Anyone holding personal data on a computer has certain responsibilities. Whenever possible projects should be designed so as to avoid holding any personal data on a computer. Note that data can be held when it is impossible to determine the identity of the participant by any means (including cross reference with data not held on a computer), so a sensible strategy is often to identify experimental participants by number (say) when their data are held as a computer file, and destroy all information about each participant's identity. If you feel it is essential to hold personal data for your project you should discuss this with your supervisor, and make your intentions clear in your project proposal.
Summaries of previous projects are available for inspection in the Departmental Office, and these should give you an indication of the scope and range of topics others have considered. It may be helpful also to look at some of the projects done in previous years that have ultimately been published. References to a selection of these can be found in appendix B. Scanning recent issues of journals concerned with topics of interest to you can be a useful source of ideas.
Once you have received ethical clearance, you may begin testing. All data collection should be completed well before the end of the Spring term to allow you time to analyse your data and write up your report. When recruiting participants you cannot use SONA or the cohort e-mail lists. Students should also refrain from paying participants, offering incentives and cannot provide course credit in return for participation.

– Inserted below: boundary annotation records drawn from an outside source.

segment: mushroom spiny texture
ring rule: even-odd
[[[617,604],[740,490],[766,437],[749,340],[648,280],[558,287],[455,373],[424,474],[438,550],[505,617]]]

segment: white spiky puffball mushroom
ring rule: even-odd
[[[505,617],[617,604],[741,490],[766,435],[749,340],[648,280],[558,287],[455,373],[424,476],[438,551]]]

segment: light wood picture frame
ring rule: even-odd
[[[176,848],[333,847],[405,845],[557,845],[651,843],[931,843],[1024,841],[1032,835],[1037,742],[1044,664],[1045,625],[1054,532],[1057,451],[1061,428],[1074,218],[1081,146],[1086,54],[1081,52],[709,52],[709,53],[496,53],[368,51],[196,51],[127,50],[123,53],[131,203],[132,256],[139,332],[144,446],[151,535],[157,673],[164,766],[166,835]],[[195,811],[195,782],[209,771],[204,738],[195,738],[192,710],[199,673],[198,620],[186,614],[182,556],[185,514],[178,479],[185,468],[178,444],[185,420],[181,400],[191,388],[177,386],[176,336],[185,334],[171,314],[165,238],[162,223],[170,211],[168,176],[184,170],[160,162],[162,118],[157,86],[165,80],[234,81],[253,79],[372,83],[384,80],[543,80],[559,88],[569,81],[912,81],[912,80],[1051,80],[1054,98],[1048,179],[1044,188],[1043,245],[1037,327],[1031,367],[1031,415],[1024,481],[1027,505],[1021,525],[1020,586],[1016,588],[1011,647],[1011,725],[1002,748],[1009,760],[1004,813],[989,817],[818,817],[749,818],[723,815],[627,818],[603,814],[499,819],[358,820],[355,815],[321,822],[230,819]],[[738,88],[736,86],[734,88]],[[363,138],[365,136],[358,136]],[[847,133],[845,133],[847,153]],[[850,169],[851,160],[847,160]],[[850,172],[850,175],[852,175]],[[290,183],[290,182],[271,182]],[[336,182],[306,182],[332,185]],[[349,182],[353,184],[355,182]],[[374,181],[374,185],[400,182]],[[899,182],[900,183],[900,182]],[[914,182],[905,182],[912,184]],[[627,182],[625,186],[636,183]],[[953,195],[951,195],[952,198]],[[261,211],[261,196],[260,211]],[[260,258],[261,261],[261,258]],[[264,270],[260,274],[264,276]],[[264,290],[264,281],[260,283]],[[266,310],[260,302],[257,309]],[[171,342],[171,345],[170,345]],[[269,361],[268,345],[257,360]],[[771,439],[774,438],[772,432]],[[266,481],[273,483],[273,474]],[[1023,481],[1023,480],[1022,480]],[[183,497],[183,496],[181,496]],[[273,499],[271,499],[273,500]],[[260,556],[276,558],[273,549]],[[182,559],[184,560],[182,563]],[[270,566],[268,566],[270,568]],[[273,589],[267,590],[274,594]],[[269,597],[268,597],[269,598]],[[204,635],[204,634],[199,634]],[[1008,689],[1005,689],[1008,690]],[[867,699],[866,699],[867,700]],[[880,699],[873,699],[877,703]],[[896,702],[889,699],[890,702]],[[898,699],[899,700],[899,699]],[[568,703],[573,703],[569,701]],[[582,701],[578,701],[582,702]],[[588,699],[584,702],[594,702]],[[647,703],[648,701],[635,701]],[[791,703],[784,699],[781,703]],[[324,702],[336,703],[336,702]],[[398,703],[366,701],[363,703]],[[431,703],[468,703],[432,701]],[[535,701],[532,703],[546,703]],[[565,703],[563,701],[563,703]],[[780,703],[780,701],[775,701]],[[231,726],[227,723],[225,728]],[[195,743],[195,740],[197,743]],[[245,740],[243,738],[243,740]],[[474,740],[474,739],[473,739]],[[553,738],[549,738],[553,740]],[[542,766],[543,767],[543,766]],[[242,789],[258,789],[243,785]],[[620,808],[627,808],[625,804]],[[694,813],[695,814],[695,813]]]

As part of our attempt to standardise the help given by supervisors it has been agreed that supervisors should read and comment on only one draft of your project report. Before submitting a draft to your supervisor, aim to take advantage of improvements in clarity and accuracy that can derive from redrafting your report in the light of your own careful re-reading, and of comments made by other readers. The deadline for handing a draft to your supervisor for comments is Week 1 of Term 9. You need to meet this deadline because your supervisor may recommend further data analysis and other modifications to the report which may be time-consuming to complete. Please note that supervisors are NOT allowed to comment on the Discussion section of your draft.
Students must maintain an archived copy of all the raw data from their third-year project until after the degree results are released. Raw data includes computer data files, completed questionnaires, completed consent forms, etc. Students are responsible for keeping the archived data in a secure place. In addition, it may be a good idea to pass on copies of the raw data to the project supervisor, in the event that the project yields publishable results. The Department may request copies of the raw data when evaluating a project’s authenticity.
Project reports (90% of mark) are assessed by the project supervisor and one other member of the Board of Examiners, and may be reviewed by the external examiners.
Student contribution (10% of mark) is assessed by the project supervisor.
Reports by students involved in group projects should be written independently; plagiarism will be treated severely (see below).
The examiners will want to be satisfied that the report you submit is entirely your own work, so you should take particular care to avoid plagiarism. The University regards any form of academic misconduct as an extremely serious matter, as outlined in the undergraduate handbook. Evidence of academic misconduct may result in a mark of zero for your project, and, in cases of particular gravity, may lead to a recommendation of further disciplinary penalties.